Über das „Himmlische Gastmahl“

Beim „Himmlischen Gastmahl“ handelt es sich um die geistliche Rede eines anonymen Verfassers. Diese umfasst in ihrem ältesten von fünf Überlieferungsträgern – der womöglich aus Köln stammenden Hs. 68 der Landesbibliothek Wiesbaden von ca. 1280 – 240 Verse. Der Text, auch als „Tisch im Himmelreich“ bekannt, ermahnt – ausgehend von Lk. 22, 28-30 – die Zuhörer in predigthaftem Ton zu einem gottgefälligen Erdenleben. Auf diese Weise sollen sich die Rezipienten den bereits in den ersten Versen des Textes geschilderten, reich gedeckten Tisch Gottes im Himmel erwerben. Breiten Raum nehmen dabei anaphorische Reihungen und Begriffsoppositionen ein, mit denen die Vergänglichkeit und unstaete, die der welte minne eigen ist, dem himmlischen Lohn für den beständigen Gottesdiener gegenübergestellt werden.

Ausweislich vieler Reime wurde das „Himmlische Gastmahl“ von einem „Normalmittelhochdeutsch“ sprechenden Dichter des 13. Jahrhunderts verfasst. Das „Himmlische Gastmahl“ wurde offenbar über Jahrhunderte und in mehreren Regionen des deutschsprachigen Raumes tradiert.

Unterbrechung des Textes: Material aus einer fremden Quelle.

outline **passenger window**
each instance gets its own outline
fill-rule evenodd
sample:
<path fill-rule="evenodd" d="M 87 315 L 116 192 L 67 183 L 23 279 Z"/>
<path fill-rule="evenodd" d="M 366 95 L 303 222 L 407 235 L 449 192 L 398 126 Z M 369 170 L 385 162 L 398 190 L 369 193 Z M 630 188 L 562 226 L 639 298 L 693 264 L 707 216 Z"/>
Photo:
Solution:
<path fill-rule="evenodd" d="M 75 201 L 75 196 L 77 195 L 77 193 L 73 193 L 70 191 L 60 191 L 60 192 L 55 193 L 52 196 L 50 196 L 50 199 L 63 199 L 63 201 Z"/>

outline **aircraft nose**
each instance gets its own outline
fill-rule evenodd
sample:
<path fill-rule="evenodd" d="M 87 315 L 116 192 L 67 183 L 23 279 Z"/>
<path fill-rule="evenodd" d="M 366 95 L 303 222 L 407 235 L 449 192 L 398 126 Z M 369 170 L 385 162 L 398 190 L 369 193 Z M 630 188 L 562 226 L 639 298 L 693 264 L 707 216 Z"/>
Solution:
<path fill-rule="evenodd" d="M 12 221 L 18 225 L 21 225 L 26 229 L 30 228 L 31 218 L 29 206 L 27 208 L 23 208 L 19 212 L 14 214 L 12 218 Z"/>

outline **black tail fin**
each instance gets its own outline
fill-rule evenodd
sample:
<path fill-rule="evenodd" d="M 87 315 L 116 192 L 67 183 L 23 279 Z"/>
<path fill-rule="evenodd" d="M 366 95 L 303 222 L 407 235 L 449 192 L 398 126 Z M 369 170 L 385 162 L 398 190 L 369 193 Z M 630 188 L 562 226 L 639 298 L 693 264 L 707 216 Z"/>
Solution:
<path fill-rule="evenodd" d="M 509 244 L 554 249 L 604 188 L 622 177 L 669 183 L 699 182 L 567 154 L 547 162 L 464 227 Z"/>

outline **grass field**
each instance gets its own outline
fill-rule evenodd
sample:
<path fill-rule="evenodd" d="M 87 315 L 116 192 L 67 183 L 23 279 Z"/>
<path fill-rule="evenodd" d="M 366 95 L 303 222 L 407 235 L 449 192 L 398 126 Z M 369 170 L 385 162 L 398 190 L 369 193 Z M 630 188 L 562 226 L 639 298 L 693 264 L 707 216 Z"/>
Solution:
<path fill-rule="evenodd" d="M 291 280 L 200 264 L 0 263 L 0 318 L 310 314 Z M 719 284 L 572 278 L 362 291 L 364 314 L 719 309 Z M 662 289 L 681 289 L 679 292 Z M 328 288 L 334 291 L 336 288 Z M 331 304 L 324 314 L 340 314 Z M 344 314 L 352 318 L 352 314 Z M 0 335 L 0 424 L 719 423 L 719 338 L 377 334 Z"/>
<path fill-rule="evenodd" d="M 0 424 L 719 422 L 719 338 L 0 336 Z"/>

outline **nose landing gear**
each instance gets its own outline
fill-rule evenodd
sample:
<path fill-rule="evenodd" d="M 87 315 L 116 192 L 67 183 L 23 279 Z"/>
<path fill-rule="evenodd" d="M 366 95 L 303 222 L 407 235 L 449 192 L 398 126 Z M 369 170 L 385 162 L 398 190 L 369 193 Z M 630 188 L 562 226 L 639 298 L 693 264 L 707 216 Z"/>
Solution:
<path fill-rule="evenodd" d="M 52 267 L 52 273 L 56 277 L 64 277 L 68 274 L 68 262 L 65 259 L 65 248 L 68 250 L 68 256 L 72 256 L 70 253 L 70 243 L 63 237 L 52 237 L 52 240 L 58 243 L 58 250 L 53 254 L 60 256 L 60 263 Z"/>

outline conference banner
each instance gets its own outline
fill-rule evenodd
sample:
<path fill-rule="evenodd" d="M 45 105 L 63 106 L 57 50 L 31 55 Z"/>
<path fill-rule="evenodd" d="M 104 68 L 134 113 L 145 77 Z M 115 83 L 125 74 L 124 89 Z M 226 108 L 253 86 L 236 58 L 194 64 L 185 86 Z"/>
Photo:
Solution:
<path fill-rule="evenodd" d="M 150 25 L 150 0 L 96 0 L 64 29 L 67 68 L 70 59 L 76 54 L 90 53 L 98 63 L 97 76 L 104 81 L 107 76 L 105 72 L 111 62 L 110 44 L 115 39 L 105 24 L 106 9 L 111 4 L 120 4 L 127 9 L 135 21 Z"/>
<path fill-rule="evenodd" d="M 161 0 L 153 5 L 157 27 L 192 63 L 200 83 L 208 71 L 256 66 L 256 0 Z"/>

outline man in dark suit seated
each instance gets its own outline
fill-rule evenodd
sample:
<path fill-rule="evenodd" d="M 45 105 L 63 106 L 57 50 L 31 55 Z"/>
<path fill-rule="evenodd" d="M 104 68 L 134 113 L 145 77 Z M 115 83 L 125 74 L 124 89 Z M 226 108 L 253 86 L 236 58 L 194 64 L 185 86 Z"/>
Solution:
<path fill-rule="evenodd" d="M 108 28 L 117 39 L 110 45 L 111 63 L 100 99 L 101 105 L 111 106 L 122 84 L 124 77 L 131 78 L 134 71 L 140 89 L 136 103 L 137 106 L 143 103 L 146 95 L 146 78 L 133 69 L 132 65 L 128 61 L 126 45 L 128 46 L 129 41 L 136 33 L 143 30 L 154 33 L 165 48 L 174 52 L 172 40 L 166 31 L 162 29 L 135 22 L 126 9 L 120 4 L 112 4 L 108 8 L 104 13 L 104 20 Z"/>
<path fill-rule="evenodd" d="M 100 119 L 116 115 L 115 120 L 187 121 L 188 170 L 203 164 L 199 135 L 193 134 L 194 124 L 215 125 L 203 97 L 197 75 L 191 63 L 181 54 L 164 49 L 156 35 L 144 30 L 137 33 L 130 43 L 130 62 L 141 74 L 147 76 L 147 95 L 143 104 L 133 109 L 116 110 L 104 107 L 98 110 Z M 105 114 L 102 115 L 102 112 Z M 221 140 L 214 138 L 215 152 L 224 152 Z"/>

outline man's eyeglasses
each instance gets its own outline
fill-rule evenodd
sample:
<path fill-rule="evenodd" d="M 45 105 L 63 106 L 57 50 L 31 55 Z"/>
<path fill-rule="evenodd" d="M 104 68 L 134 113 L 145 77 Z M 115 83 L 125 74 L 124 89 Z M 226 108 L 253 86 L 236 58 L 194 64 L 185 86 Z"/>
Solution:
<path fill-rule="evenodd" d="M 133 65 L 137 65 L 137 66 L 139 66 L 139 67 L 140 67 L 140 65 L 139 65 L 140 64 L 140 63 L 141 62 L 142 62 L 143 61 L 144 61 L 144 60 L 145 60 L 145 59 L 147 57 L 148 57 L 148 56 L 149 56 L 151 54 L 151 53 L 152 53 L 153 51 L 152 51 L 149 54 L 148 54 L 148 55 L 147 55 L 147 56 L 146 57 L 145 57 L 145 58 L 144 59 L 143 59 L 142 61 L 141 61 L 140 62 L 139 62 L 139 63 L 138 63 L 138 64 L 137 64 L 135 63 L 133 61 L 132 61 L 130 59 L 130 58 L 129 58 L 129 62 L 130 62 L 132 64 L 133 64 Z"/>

Bisher ist das „Himmlische Gastmahl“ trotz verhältnismäßig breiter Überlieferung wesentlich als Element bzw. Anhang der unikal auf uns gekommenen geistlichen Dichtung „Die Lilie“ betrachtet worden. Auch die drei anderen in der Wiesbadener Handschrift befindlichen kürzeren Gedichte sind seltener überliefert als das „Himmlische Gastmahl“. Der in der Wiesbadener Handschrift greifbare Text scheint ausweislich der anderen Überlieferungsträger ein recht frei ergänz- bzw. filetierbarer Kern einer geistlichen Rede gewesen zu sein, auf den man über zweihundert Jahre lang zurückgegriffen hat. So adaptierte die Meininger Handschrift lediglich den Textbeginn, während die Handschriften in Wolfenbüttel und (ehemals) Königsberg ganze Passagen frei mit anderen geistlichen Gedichten verbanden. Bemerkenswert ist jedenfalls, dass die in mehreren Handschriften enthaltenen Passagen eine meist sehr geringe Varianz aufweisen. Die einzelnen Elemente der Rede vom Tisch im Himmelreich waren also relativ variabel kombinierbar, ihr Text blieb aber über Jahrhunderte – seit mindestens dem letzten Viertel des 13. Jahrhunderts bis ins 15. Jahrhundert – recht konstant. Dies unterscheidet das „Himmlische Gastmahl“ von anderen Kurztexten aus der Wiesbadener Handschrift, deren Parallelüberlieferung z.T. wesentlich größere Abweichungen aufweist; ob dies für einen besonders hohen Status des „Gastmahls“ innerhalb seines Funktionskontexts steht, wäre gesondert zu untersuchen.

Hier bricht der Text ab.